Published online Dec 14, 2017. doi: 10.3748/wjg.v23.i46.8235
Peer-review started: August 1, 2017
First decision: September 6, 2017
Revised: September 28, 2017
Accepted: November 2, 2017
Article in press: November 2, 2017
Published online: December 14, 2017
Processing time: 134 Days and 4.7 Hours
Inflammatory bowel disease (IBD) is characterized by periods of relapsing-remitting. At present, most clinicians monitor IBD activity and guide therapeutic decisions based on clinical activity indexes. However, emerging data show that clinical assessment indexes correlate poorly with endoscopic activity and IBD patients with clinically quiescent disease may still have residual mucosal inflammation. An endoscopic procedure is considered the gold standard for assessing disease activity. However, the endoscopy is invasive, uncomfortable, and expensive.
A simple, acceptable, and specific evaluation is needed to play an adjunctive role in the assessment of IBD activity. The specific and noninvasive evaluation could instruct clinicians to timely choose reasonable therapy regimen and predict prognosis. Furthermore, a new evaluation that can detect increased disease activity earlier before any clinical symptoms have occurred could change disease course, enabling the most cost-effective use of medical resources.

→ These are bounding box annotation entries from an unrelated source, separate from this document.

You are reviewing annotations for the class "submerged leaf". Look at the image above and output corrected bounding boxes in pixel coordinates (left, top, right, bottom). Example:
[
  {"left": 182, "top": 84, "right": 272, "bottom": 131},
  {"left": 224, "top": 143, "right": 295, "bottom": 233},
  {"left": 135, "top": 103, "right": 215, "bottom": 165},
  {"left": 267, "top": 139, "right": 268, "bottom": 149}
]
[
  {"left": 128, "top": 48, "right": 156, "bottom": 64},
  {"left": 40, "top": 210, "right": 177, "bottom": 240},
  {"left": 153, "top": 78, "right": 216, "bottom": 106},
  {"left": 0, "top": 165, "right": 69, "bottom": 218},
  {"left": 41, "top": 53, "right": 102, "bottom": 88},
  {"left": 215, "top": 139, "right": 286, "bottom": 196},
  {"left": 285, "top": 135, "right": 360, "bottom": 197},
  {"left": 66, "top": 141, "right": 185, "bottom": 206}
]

The main objective of this study was to assess the efficacy of noninvasive evaluations for the disease activity in colonic or ileo-colonic Crohn’s disease (CICD), CD-related surgery, and ulcerative colitis (UC) patients and further to optimize the accuracy of those noninvasive evaluations in detecting active residual mucosal inflammation in IBD patients in clinical remission. In our study we confirmed the efficacy of fecal calprotectin (FC) and the new clinical FC activity (CFA) in assessing disease activity in CICD and UC patients. In future, clinicians and researchers could use FC to recognize an imminent endoscopic flare. What’s more, FC could be measured frequently as a clinical activity index to detect preclinical mucosal inflammation in clinical remission patients.
In total, 136 consecutive IBD patients and 25 recruited IBS patients were enrolled. For all IBD patients, the day before the endoscopy, fecal and blood samples were collected to measure FC, CRP, ESR, and PCT. At the same time, the patients were asked to complete a case report to calculate their clinical activity index (CDAI/CAI). Then, endoscopic activity was determined for CICD patients with the “simple endoscopic score for Crohn’s disease” (SES-CD), CD-related surgery patients with the Rutgeerts score, and UC patients with the Mayo score. The efficacies of these evaluations to predict the endoscopic activity were assessed by Mann-Whitney test, χ2 test, Spearman’s correlation, and multiple linear regression analysis. In our study, multiple linear regression analysis with stepwise deletion was performed based on FC, CDAI/CAI, CRP, ESR, and PCT to construct a combined score, clinical FC activity (CFA), which could best predict the endoscopy activity. In clinical scenario, clinicians could identify endoscopic active disease more accurately with CFA through a short inquiry and a FC test.
We found that FC and clinical FC activity (CFA) are useful, non-invasive, and sensitive stool markers for gut inflammation in both CICD and UC patients. However, the standard collection of fecal sample and best cutoff to predict endoscopic activity are needed to be solved.
This was the first study performed in China for disease activity analysis in the three groups of IBD patients separately. We also constructed a clinical FC activity (CFA) index to more accurately assess disease activity. Moreover, we found that FC had ability to detect active residual mucosal inflammation in IBD patients in clinical remission. Indeed, we also found that IBD patients in endoscopic remission still had significantly higher levels of FC when compared with IBS patients. A high level of FC could be a reliable marker of persistent active microscopic inflammation. Then FC remission may indicate deep remission at histopathology level, which was proven to be a strong predictor of favorable prognosis in IBD. In future, the next step is to use FC to guide the clinicians to adjust the treatment regimen. We can schedule regular FC measurement and compare the change from baseline level to reflect the degree of response to treatment.
In our study, we confirmed the efficacy of FC in assessing disease activity in IBD patients. In future, we recommend periodic FC measurements instead of a single measurement in monitoring disease activity and deciding the treatment regimen. The clinical remission and biomarker healing could be the new therapeutic goals in IBD patients. To achieve those goals, multicenter, large-sample, randomized clinical trials are warranted to prove their value in clinical practice.